On Fri, 14 Jun 2013, Christoph Lameter wrote:
It's possible to avoid such problems (or at least to make them less probable)
by avoiding direct compaction. If it's not possible to allocate a contiguous
page without compaction, slub will fall back to order 0 page(s). In this case
kswapd will be woken to perform asynchronous compaction. So, slub can return
to default order allocations as soon as memory will be de-fragmented.

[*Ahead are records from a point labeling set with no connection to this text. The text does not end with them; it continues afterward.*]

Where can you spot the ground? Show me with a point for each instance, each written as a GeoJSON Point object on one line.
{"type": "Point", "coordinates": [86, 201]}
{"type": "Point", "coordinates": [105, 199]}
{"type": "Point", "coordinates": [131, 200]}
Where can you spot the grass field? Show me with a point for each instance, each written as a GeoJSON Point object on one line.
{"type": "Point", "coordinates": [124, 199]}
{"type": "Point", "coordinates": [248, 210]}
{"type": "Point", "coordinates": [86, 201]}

Sounds like a good idea. Do you have some numbers to show the effect of
this patch?
I'm surprised you like this patch, it basically makes slub allocations to
be atomic and doesn't try memory compaction nor reclaim. Asynchronous
compaction certainly isn't aggressive enough to mimick the effects of the
old lumpy reclaim that would have resulted in less fragmented memory. If
slub is the only thing that is doing high-order allocations, it will start
falling back to the smallest page order much much more often.
I agree that this doesn't seem like a slub issue at all but rather a page
allocator issue; if we have many simultaneous thp faults at the same time
and /sys/kernel/mm/transparent_hugepage/defrag is "always" then you'll get
the same problem if deferred compaction isn't helping.
So I don't think we should be patching slub in any special way here.
Roman, are you using the latest kernel? If so, what does
grep compact_ /proc/vmstat show after one or more of these events?